Analyzing the training job logs, we can see that now, the training job starts from the 6th epoch.

We can see the output of `load_model_from_checkpoints` function:

```
INFO:root:------------------------------------------------------
INFO:root:Available checkpoint files: ['mnist-0005.params', 'mnist-0001.params', 'mnist-0003.params', 'mnist-0004.params', 'mnist-0002.params']
INFO:root:Latest epoch checkpoint file name: mnist-0005.params
INFO:root:Resuming training from epoch: 5
INFO:root:------------------------------------------------------
```

Going further down in the logs, we can now see the following line indicating training job will start from the 6th epoch (shows up as epcoh 5 in MXNet logs):
```
INFO:root:Starting training from epoch: 5
```

### View the job training Checkpoint configuration after job completed 10 epochs

We can now view the Checkpoint configuration from the training job directly in the SageMaker console.  

Log into the [SageMaker console](https://console.aws.amazon.com/sagemaker/home), choose the latest training job, and scroll down to the Checkpoint configuration section. 

Choose the S3 output path link and you'll be directed to the S3 bucket were checkpointing data is saved.

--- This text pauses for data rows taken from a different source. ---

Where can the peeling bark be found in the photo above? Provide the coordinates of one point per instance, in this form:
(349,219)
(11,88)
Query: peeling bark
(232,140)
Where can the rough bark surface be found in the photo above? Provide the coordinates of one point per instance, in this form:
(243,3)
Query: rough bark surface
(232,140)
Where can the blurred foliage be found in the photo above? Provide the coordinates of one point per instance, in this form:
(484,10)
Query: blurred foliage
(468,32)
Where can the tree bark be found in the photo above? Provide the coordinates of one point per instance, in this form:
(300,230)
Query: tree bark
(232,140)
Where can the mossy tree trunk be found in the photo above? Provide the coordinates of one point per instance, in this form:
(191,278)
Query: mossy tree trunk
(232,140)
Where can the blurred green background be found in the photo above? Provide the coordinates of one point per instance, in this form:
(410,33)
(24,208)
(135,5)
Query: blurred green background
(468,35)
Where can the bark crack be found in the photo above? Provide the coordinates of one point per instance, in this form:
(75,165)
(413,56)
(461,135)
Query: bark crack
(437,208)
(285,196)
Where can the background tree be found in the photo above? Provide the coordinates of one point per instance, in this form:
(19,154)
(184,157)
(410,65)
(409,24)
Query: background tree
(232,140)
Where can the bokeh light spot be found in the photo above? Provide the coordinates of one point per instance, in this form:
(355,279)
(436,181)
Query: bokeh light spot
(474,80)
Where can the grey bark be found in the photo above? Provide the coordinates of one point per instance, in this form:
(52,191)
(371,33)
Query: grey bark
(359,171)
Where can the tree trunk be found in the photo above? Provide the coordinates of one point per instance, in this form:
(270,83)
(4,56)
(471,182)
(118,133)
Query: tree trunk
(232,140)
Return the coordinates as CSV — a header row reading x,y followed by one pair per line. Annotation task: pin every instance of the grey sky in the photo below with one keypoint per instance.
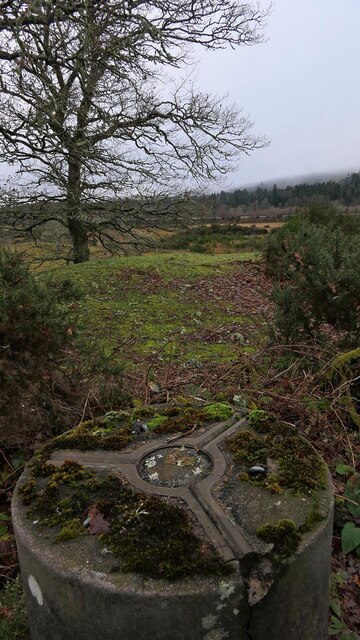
x,y
300,88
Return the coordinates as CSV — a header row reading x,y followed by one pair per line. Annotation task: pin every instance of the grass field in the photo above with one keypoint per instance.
x,y
188,323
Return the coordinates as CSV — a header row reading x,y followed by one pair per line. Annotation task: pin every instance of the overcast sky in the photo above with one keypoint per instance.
x,y
300,88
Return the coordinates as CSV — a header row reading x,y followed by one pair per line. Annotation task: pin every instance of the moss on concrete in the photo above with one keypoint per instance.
x,y
283,535
296,465
146,535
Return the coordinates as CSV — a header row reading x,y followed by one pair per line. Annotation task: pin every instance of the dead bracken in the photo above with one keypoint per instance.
x,y
296,465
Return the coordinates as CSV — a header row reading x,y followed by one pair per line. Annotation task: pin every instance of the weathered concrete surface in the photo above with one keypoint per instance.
x,y
76,592
297,604
72,596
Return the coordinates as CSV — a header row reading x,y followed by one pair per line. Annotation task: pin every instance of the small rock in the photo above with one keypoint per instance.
x,y
257,470
139,427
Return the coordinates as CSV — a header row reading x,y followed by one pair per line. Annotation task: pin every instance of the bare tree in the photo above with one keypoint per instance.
x,y
93,124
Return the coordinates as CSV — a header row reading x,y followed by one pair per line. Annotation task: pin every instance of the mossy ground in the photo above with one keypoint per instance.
x,y
145,534
114,431
148,304
297,465
283,535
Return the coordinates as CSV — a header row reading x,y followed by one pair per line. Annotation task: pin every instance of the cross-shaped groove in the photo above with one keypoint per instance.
x,y
227,539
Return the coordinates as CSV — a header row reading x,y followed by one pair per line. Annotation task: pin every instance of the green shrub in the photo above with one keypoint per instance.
x,y
36,334
317,268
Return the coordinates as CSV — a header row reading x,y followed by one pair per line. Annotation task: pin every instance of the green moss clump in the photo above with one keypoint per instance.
x,y
313,518
218,411
258,417
72,529
299,466
142,413
111,433
283,535
248,448
192,416
157,421
146,535
156,539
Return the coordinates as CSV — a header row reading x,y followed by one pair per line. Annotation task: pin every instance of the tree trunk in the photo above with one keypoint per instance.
x,y
76,226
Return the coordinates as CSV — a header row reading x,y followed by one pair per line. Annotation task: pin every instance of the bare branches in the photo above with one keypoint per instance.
x,y
88,113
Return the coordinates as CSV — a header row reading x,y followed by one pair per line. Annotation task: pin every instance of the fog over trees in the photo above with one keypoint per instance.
x,y
103,141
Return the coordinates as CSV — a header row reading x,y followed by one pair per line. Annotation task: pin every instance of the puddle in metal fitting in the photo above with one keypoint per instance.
x,y
175,466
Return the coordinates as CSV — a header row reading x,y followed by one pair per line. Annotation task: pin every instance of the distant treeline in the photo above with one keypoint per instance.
x,y
345,191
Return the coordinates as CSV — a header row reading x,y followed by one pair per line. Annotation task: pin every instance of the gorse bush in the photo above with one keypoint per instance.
x,y
36,334
35,315
316,267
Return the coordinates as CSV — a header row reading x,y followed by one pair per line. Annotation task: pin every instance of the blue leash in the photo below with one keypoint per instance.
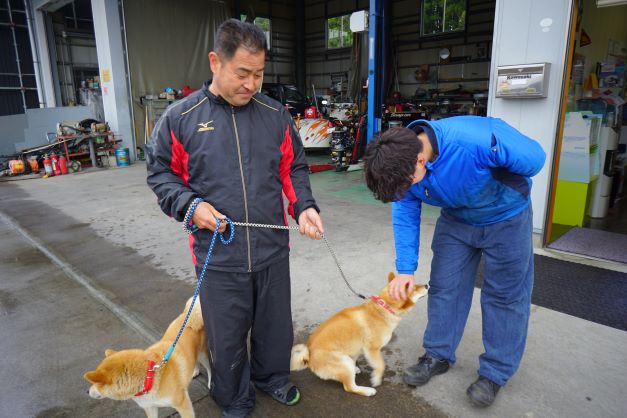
x,y
200,279
189,227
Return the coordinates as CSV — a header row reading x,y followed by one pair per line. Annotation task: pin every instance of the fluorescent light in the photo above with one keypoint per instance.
x,y
607,3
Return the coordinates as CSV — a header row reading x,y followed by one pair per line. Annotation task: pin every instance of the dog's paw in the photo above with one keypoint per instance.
x,y
366,391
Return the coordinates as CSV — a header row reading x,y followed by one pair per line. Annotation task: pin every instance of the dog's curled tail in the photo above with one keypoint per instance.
x,y
195,321
300,357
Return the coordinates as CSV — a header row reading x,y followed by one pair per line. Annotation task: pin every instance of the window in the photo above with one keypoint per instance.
x,y
263,23
339,34
443,16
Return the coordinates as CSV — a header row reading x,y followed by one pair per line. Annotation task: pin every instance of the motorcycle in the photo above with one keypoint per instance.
x,y
345,137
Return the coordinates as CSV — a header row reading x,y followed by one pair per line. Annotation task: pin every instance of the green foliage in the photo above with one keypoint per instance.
x,y
339,34
442,16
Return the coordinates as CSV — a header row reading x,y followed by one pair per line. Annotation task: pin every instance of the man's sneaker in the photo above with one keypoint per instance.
x,y
425,369
482,392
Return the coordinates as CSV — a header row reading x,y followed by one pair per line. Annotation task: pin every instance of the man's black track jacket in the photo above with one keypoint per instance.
x,y
241,160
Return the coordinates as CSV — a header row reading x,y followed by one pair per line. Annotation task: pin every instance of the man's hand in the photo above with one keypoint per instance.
x,y
205,217
398,287
310,224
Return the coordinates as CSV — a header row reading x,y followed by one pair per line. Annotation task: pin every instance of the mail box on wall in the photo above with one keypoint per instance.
x,y
522,81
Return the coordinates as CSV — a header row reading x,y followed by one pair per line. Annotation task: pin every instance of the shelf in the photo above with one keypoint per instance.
x,y
443,64
449,80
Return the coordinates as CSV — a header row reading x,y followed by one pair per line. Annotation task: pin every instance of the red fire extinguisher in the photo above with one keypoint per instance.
x,y
48,166
55,164
63,164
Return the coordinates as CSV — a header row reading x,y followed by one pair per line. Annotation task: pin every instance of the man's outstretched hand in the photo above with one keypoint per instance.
x,y
310,224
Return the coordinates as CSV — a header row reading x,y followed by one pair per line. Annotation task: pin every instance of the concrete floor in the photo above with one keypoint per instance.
x,y
88,261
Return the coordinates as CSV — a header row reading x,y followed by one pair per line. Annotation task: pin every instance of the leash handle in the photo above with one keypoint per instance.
x,y
201,277
190,228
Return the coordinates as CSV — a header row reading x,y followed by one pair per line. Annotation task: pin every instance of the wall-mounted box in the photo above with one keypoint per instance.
x,y
525,81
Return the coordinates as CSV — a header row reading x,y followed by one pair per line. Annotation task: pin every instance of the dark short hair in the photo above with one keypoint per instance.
x,y
390,163
233,34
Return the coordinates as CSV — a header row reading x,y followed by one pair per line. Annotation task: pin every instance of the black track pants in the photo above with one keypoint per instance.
x,y
234,304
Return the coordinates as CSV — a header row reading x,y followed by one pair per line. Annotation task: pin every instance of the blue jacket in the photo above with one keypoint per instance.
x,y
480,176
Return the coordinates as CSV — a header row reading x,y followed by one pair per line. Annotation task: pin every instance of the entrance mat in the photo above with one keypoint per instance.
x,y
587,292
593,243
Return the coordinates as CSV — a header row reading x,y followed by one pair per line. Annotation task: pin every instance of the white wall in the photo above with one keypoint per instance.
x,y
115,95
602,24
519,38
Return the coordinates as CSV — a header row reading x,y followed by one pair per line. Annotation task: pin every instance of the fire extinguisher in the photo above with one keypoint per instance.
x,y
48,166
55,164
63,164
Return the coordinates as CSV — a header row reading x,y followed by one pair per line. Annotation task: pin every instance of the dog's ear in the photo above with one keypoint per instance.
x,y
95,376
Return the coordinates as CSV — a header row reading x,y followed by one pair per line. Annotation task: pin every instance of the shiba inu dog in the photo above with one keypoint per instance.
x,y
335,345
122,375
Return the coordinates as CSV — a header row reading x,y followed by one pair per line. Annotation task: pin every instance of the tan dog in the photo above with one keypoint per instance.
x,y
335,345
121,374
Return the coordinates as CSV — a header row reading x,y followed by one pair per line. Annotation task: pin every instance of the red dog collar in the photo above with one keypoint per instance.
x,y
381,303
149,380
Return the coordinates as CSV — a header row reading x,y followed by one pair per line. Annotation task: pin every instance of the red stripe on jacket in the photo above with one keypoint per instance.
x,y
285,169
180,158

You can see there are 21 files there:

```python
mnist-symbol.json 
mnist-0010.states
mnist-0010.params
mnist-0009.states 
mnist-0009.params 
mnist-0008.states 
mnist-0008.params 
mnist-0007.states 
mnist-0007.params 
mnist-0006.states 
mnist-0006.params 
mnist-0005.states 
mnist-0005.params 
mnist-0004.states 
mnist-0004.params 
mnist-0003.states 
mnist-0003.params 
mnist-0002.states 
mnist-0002.params 
mnist-0001.states 
mnist-0001.params 
```

You'll be able to see that the dates of the first ten checkpoint files (1-5), and the second group (6-10) and mnist-symbol.json are grouped together, indicating the different time where the training job was run.